La popolarità di Salvini sembra tradurre un disperato bisogno di “sincerità”, chiamiamola così: non importa che la dottrina Minniti abbia fatto diminuire gli sbarchi delegando il monopolio della violenza ai libici, importa (di tutta evidenza) che qualcuno lo faccia prendendosi pubblicamente la responsabilità di quella violenza. Il problema è che la sincerità dei governanti su certi arcana domini non è compatibile con la coesistenza pacifica dei governati. Dal momento che il potere esibisce la sua violenza, questa poi inizia a scorrere come un veleno nell’intero corpo sociale. A noi intanto basterebbe, se possibile, evitare di essere trascinati in un clima da guerretta civile.
In un certo senso la Lega ha svolto, per anni, una funzione catartica: filtrando il sentimento xenofobo e restituendolo in forma simbolica; proprio come ha fatto il Movimento Cinque Stelle con il risentimento nei confronti della classe politica. Con i suoi eccessi da commedia dell’arte, fucili spianati e cazzi duri, lo spettacolo politico ha dunque neutralizzato, anestetizzato, assorbito le passioni tristi. In un certo senso, e fino a un certo punto: finché non è arrivato il conto. Tutto in una volta.

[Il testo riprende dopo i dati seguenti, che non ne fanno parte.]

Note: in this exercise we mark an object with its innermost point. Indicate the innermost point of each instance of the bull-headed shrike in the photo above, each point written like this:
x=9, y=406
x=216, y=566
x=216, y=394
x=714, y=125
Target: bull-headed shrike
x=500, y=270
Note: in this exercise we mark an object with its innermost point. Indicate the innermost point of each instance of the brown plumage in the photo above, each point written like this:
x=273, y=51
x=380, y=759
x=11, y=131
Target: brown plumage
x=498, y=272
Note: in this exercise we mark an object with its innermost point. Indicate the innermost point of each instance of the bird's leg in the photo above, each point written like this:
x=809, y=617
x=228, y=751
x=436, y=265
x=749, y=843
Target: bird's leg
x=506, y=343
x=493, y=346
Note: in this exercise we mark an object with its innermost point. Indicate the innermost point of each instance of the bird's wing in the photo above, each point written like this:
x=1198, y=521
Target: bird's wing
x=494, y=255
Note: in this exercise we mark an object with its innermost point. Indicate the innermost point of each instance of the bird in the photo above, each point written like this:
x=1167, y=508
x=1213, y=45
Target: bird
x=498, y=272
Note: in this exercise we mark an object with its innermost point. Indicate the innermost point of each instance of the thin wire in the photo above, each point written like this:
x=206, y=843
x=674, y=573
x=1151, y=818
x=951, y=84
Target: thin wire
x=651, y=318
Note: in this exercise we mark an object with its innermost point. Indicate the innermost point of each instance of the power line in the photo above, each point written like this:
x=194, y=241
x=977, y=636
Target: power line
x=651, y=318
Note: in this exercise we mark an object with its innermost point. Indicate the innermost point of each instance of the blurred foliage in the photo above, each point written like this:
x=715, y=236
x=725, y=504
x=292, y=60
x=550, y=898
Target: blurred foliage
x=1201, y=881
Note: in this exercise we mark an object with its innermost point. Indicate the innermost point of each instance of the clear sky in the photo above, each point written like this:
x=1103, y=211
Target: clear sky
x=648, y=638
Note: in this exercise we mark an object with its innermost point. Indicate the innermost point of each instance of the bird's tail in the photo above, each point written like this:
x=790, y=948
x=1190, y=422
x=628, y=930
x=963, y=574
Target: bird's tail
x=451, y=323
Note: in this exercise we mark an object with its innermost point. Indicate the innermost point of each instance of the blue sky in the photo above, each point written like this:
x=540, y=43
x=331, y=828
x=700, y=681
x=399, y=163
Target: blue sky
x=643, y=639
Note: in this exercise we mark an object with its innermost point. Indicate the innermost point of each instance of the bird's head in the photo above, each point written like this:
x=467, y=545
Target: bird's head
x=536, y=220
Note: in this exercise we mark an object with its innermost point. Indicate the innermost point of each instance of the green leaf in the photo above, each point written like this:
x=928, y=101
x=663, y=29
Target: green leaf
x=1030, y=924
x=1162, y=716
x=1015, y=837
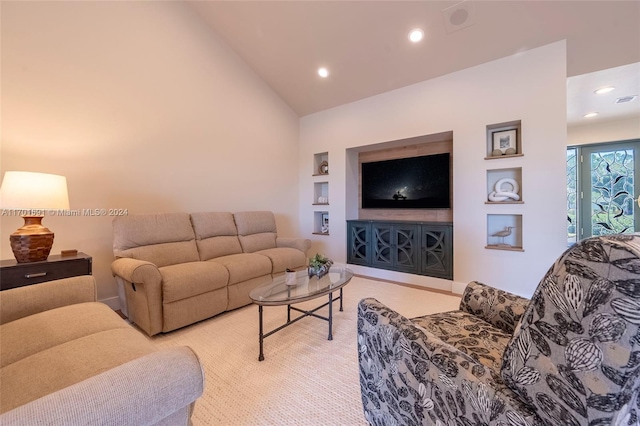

Un problema banalizzato per anni
Era bello credere che tutta questa violenza verbale non avrebbe avuto nessun effetto. Anzi: che ci avrebbe purificati. Era questa, forse, la scommessa aristotelica della borghesia italiana, che periodicamente si convince di saper manipolare questo o quell’altro pagliaccio — per poi scoprire, sempre troppo tardi, che è il pagliaccio a manipolare lei. Ma in un altro senso, il discorso della Lega ha semplicemente prodotto assuefazione: e quando la morfina non basta più, bisogna uscire in strada a cercarla. La violenza rappresentata (nelle opere d’arte o nei discorsi politici) sfoga le passioni tristi nel breve termine, ma sul lungo termine influenza la realtà, modifica il linguaggio, alza l’asticella della sopportazione. Ecco una cosa che Aristotele non aveva previsto. Non c’è catarsi che non lasci il suo residuo mimetico, come la bava di una lumaca. E’ vero dunque che la Lega ha svolto per anni una fondamentale funzione purificatrice, sfogando la xenofobia degli italiani; ma ha accumulato nel frattempo un terribile debito mimetico. L’assuefazione ha reso necessario un ricorso crescente alla catarsi per contenere il mimetismo, in un circolo vizioso dal quale oggi non sappiamo più come uscire. Ogni giorno si contano le vittime varie e collaterali di un discorso che in un decennio è stato banalizzato nelle aziende, nei bar, sui mezzi pubblici. Il processo catartico funziona, è vero, ma a lungo termine produce un’inflazione simbolica: al tasso di cambio attuale, col prezzo di una ruspa ti paghi quattro africani sparati a Macerata, nel silenzio assordante dei media. Proprio lì, proprio allora, il Partito democratico ha perso l’occasione di prendere una posizione forte che gli avrebbe permesso di risultare oggi un pochettino più credibile sulla questione. Ma non è mai troppo tardi per reagire all’imbarbarimento.